Data on these deaths shows they are much more prevalent in men over 80 (14 deaths per million people, compared to three for younger age groups). Particular risks such as smoking, mobility problems and medical conditions requiring regular use of emollient cream heighten the risk further. While no housing provider could intervene in every single house, awareness of demographic data like this could mean targeted intervention outside of high rises. 

“At Magna we will offer a person-centred fire risk assessment to anyone, regardless of height of building, evacuation strategy, tenure,” Ms Gallagher says. “Compliance isn’t just a tick box. It’s about doing the right thing.” 

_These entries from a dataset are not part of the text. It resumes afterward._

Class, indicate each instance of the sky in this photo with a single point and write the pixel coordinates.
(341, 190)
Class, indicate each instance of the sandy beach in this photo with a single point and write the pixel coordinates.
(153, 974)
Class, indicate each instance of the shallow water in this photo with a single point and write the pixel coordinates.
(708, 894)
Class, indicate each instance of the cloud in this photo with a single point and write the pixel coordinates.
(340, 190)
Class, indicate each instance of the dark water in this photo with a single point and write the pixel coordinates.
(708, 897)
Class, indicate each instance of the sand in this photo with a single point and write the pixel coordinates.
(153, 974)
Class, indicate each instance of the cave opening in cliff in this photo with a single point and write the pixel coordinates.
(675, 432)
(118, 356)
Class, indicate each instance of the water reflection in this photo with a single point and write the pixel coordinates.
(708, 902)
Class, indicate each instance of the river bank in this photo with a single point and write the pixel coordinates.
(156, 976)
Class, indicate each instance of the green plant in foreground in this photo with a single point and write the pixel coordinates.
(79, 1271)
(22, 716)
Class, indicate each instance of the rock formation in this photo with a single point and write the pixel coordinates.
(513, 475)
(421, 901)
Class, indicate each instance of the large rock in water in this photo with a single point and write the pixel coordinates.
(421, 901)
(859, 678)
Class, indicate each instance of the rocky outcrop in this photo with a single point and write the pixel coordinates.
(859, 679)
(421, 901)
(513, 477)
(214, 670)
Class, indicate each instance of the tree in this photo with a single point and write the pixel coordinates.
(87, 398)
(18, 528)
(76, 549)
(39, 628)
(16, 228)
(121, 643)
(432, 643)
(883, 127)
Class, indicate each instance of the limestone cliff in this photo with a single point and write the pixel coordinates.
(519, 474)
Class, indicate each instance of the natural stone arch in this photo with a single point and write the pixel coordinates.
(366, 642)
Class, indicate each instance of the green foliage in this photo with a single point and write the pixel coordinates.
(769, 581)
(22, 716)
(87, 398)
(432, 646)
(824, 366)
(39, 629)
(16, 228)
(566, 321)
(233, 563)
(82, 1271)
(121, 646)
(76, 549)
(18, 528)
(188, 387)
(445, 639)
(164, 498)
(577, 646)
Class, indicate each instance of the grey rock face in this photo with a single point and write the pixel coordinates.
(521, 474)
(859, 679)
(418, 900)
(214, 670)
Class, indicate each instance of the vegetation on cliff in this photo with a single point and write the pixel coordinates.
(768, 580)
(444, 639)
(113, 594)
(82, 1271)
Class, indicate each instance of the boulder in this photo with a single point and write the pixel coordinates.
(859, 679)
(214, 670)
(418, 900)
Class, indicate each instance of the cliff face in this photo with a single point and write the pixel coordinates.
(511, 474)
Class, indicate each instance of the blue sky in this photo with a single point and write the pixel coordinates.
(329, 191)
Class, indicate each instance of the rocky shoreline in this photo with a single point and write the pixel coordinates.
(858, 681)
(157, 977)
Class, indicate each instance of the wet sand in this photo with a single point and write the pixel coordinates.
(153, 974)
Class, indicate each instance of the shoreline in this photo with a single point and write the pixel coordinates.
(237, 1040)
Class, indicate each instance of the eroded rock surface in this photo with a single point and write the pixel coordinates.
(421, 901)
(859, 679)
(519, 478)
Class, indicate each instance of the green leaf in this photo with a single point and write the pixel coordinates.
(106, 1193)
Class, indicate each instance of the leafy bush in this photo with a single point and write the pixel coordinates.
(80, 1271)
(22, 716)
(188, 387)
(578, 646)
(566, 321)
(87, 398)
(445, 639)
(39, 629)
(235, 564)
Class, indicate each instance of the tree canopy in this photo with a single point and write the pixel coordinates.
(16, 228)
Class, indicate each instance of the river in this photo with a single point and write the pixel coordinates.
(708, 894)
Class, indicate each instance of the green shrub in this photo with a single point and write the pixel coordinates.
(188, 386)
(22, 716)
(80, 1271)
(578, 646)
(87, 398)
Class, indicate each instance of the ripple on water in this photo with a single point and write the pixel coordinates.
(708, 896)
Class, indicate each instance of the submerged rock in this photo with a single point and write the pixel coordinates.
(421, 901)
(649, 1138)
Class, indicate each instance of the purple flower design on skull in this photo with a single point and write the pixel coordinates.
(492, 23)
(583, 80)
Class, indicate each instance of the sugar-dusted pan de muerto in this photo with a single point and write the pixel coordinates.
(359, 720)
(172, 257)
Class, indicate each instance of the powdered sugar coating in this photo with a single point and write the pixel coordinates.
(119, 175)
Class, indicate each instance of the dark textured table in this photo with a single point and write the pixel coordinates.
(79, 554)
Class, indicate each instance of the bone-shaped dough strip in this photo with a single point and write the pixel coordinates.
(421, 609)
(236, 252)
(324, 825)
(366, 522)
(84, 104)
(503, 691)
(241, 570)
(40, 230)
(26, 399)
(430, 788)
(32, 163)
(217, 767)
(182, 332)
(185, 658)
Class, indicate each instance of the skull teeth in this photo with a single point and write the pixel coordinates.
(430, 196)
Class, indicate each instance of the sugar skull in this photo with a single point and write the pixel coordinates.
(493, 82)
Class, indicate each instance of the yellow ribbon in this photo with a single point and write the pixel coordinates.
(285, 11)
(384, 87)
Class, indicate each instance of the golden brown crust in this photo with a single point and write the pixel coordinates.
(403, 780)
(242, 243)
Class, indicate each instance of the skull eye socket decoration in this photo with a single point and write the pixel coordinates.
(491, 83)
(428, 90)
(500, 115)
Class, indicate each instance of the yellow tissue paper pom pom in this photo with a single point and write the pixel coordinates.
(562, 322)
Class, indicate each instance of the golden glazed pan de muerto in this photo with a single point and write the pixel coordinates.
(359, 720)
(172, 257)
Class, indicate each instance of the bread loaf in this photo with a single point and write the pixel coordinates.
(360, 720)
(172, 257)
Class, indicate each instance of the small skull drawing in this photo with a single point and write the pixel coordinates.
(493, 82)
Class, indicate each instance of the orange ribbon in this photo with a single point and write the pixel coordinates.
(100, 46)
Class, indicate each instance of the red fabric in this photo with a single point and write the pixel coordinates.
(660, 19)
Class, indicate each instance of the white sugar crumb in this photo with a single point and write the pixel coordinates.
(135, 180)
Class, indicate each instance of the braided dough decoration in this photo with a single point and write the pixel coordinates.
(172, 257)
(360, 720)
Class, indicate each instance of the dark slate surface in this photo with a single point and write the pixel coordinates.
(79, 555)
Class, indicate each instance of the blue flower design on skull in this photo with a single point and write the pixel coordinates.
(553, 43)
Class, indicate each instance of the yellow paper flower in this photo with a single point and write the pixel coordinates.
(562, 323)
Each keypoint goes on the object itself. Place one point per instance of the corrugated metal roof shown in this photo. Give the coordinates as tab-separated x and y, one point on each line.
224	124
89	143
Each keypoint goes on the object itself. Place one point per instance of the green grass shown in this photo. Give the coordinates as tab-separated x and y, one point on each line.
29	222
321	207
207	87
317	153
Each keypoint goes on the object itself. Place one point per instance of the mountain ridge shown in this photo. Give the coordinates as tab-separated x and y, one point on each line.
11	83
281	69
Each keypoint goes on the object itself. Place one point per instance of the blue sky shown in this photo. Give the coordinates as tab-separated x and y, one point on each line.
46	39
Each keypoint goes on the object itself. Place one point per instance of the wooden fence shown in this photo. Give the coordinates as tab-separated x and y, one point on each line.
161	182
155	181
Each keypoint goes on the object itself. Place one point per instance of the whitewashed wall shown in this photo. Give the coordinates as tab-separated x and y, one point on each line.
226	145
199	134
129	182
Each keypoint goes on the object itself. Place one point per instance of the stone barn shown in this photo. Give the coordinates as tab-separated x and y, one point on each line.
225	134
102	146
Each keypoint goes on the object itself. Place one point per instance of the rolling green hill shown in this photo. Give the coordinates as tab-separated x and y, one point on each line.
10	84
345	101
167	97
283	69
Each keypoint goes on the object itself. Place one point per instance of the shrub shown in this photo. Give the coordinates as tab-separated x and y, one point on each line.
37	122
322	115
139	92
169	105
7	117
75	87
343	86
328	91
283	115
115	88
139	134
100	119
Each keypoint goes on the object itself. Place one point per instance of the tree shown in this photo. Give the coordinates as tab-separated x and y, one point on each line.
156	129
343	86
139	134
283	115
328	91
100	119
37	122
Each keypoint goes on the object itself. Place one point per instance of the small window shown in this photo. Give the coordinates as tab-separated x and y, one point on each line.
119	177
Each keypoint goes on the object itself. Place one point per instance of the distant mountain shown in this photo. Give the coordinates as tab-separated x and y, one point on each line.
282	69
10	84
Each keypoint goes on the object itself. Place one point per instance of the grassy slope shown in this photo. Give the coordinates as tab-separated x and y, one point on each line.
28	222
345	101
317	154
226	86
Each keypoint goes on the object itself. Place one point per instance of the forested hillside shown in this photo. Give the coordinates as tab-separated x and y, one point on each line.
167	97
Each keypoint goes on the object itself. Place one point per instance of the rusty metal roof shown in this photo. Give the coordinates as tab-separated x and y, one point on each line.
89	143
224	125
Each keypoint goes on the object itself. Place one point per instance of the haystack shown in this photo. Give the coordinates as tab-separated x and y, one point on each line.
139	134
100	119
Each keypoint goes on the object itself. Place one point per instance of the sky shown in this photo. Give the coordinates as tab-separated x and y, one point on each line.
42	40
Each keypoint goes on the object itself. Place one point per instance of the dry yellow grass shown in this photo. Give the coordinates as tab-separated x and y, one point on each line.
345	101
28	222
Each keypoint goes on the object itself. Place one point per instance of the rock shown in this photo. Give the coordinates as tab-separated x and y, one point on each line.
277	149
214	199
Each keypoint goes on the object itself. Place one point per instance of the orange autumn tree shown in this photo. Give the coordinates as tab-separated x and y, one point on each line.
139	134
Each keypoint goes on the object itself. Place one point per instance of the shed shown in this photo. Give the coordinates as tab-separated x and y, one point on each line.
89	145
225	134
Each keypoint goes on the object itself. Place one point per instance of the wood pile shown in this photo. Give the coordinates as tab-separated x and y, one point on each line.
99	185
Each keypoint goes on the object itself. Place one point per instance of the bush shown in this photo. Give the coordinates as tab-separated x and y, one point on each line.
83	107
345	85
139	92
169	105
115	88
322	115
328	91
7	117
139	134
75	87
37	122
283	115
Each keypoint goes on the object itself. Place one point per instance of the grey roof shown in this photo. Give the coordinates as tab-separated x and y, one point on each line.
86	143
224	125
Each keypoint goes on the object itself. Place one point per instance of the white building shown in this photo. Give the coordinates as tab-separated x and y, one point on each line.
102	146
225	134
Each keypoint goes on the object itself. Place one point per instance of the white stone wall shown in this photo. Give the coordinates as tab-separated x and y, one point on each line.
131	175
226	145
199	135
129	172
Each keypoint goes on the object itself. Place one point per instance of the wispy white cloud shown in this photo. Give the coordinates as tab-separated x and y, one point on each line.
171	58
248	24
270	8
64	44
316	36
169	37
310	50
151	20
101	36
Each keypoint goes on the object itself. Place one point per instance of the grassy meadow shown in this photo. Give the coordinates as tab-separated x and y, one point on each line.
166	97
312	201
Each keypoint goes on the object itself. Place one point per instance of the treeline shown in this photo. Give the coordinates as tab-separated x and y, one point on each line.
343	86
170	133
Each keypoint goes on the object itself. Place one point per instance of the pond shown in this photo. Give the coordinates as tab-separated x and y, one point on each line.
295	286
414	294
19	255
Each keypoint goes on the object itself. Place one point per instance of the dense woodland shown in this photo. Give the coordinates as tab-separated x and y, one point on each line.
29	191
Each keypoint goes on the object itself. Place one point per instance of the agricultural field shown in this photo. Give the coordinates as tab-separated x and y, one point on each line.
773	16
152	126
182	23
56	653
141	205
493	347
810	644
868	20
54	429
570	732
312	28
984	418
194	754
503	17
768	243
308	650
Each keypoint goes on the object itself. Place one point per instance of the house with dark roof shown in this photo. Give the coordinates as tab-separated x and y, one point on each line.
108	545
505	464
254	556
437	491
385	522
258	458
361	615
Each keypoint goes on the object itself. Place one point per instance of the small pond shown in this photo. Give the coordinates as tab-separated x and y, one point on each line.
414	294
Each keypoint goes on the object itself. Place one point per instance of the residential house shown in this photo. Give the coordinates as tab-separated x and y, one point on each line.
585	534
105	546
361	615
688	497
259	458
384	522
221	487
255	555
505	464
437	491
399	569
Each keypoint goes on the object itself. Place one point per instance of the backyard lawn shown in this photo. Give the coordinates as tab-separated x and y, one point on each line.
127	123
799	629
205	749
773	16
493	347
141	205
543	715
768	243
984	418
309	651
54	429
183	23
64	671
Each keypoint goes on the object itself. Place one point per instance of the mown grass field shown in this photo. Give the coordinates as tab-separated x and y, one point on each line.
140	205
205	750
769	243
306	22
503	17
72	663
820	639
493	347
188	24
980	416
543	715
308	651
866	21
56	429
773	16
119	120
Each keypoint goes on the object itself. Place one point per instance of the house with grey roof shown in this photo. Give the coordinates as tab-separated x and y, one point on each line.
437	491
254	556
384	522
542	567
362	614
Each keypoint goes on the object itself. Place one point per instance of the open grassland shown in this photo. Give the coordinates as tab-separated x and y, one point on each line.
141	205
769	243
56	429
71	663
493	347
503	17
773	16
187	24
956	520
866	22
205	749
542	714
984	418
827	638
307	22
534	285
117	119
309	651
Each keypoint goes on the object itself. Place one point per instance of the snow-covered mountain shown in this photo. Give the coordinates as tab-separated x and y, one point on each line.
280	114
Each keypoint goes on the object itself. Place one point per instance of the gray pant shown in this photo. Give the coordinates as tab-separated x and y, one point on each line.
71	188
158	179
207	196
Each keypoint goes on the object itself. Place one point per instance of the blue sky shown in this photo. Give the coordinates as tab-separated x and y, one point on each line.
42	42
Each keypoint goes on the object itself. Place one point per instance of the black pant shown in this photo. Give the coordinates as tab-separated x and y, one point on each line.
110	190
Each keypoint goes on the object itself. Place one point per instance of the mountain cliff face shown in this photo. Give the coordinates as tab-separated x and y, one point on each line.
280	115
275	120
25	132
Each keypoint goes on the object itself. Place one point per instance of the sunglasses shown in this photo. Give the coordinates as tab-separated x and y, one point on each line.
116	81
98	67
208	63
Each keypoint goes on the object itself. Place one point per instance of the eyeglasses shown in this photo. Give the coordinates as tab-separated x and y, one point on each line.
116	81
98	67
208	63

These new regulations create challenges, and much rests on how individual providers interpret terms like “reasonable endeavours” and “proportionate costs”. But the legislation, like consumer standards in regulation and Awaab’s Law in disrepair, is subtly changing the sector. It needs to become much better at knowing who its customers are and the risks that exist behind their front doors. There may be benefits from this that go beyond fire safety. 

“It’s no longer good enough to not know who’s behind the front door and what support they need,” says Gentoo’s Ms Darville. “A fire is an unlikely but extreme event – but actually, there are loads of day-to-day things that we need to be aware of to make sure that we are providing safe, decent homes for customers based on their needs. This can help with that.”